October 22, 1995|MICHAEL HARRIS

SOUTH OF THE BIG FOUR by Don Kurtz (Chronicle Books: $19.95; 379 pp.) Less than 200 years ago, nearly all Americans farmed; now it's the most exotic of lifestyles, practiced by a dwindling few. Don Kurtz's first novel, about family farmers caught in the squeeze of rising yields, falling prices, mounting debts and competition from big-time agribusiness, brings the physical toll and the emotional rewards of this life back to us as it rumbles across the corn-and-hog belt of northern Indiana with the slow power of an International Harvester combine.

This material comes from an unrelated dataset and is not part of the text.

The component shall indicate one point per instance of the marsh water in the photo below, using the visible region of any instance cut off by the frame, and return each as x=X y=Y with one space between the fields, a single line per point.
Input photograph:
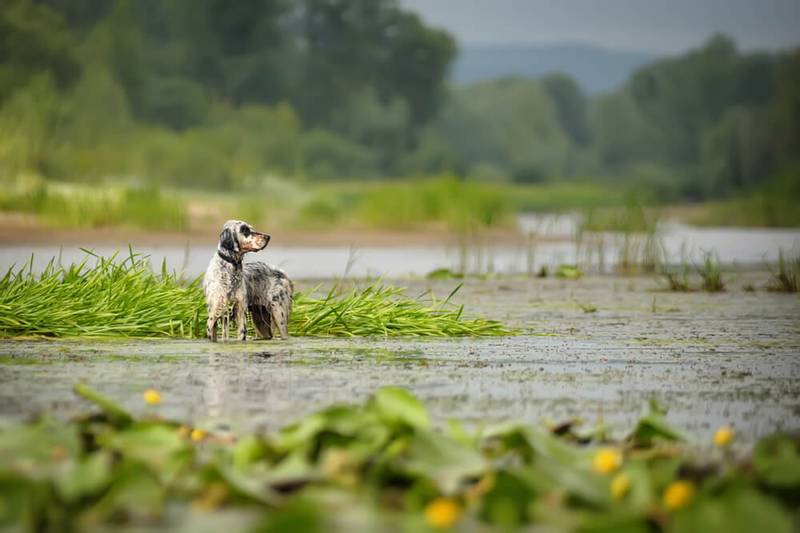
x=553 y=242
x=712 y=359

South of the Big Four railroad tracks is swampy ground where local banks have traditionally refused to lend. Arthur Conason's father grew embittered battling this land and the ascendance of younger, more scientific farmers such as Gerry Maars. Now it's Maars who is hanging on, working himself to exhaustion on more and more acres, fending off creditors, mending political fences, maintaining his loud, sometimes arrogant energy, his "eagerness and ministry, his insistence on himself in the face of the world."

Conason becomes his hired hand after years of sailing on Great Lakes ore boats. It's supposed to be a temporary job, but something about Maars--an upbeat version of Conason's father--keeps him around. And farming is the one thing Conason proves good at. Despite his insightful narrative voice, he is at odds with his family and emotionally immature, drifting into and out of affairs with a series of vulnerable women, including his sister-in-law.

Plumbing to the source of Conason's malaise takes perhaps too long, but Maars is a terrific character. Most other writers, following Sinclair Lewis' lead, would satirize him, but Kurtz shows the man in all his ham-handed idealism and cross-grained beauty.